Books I Read: March 2017

Here’s another month of books I read. Eight of them this month. Don’t expect me to keep up this pace.

Neil Gaiman, Norse Mythology. **** This is a pretty good telling of some of the Norse myths. I mean, it’s good in that it reads like folklore. I have no idea how close this comes to the original stories. Also, I’m kind of cynical when a pop persona like Gaiman writes about an academic subject as if he is an expert. But still – enjoyable.

Octavia Butler, Parable of the Talents. **** A great follow up to Sower. This book makes you think about things. I read this on the beach while on vacation and felt like a huge entitled jerk.

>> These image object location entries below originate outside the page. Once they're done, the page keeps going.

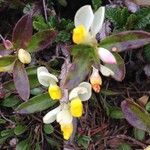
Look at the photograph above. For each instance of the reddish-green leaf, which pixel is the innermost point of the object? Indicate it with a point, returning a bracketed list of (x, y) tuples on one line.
[(136, 115), (83, 58), (118, 68), (7, 60), (21, 80), (126, 40), (36, 104), (41, 40), (22, 32)]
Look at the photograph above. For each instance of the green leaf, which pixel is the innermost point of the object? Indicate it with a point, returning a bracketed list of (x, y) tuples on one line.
[(21, 80), (22, 32), (7, 133), (118, 68), (48, 128), (96, 4), (118, 16), (62, 2), (143, 18), (41, 40), (139, 134), (2, 121), (53, 144), (126, 40), (7, 60), (20, 129), (24, 145), (146, 52), (84, 141), (36, 104), (124, 146), (136, 115), (10, 101), (109, 92), (83, 58)]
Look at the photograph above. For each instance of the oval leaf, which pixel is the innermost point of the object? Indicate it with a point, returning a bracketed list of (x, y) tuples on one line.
[(41, 40), (36, 104), (22, 32), (83, 58), (21, 81), (136, 115), (6, 60), (126, 40), (118, 68)]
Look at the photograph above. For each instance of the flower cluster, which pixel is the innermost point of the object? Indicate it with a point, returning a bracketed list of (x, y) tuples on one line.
[(87, 25), (68, 109)]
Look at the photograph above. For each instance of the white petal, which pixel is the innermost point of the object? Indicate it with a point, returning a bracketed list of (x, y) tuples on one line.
[(45, 78), (51, 116), (106, 56), (64, 117), (84, 16), (98, 21), (83, 91), (106, 71), (85, 96), (41, 69)]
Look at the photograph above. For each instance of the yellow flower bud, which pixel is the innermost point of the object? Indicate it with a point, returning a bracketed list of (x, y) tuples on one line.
[(76, 107), (24, 56), (96, 80), (67, 130), (55, 92), (79, 34)]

Joe Hill, NOS4A2. *** I think by now I’ve read all of Joe Hill’s stuff. He writes like his dad but his bad guys are more empathetic. This is a trait missing in a lot of King’s villains.

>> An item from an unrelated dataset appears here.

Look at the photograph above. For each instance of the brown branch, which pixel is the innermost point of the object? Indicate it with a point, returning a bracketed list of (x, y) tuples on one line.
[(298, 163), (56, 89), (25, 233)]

John Darnielle, Universal Harvester. **** The dude who is The Mountain Goats is also a novelist? Did you know that? I didn’t. I read both of his novels this month. This reads like a thriller in the craziest way. You have to pay attention when you read this.

John Darnielle, Wolf in White Van. **** Dang, this guy is good at writing. I feel like Darnielle was probably an interesting kid when he was growing up. Less cerebral than Universal Harvester, but I felt more empathy for the main character.

Josh Malerman, A House at the Bottom of a Lake. *** I read this because I really really enjoyed Bird Box when I read it in January. Read that book. This one’s good, but read Bird Box┬áif you read one book by Malerman.

Caitlin R. Kiernan, Agents of Dreamland. *** This is the type of book that your college roommate would call a “mind fuck.” If you like Philip K. Dick, which I do, you’ll enjoy this one.

Josh Malerman, Ghastle and Yule. **** This book details the creepy and obsessive relationship between two competing horror directors during the golden age of horror. The way he describes the fictional movies in this book make me want to watch them and it really bugs me that they don’t exist.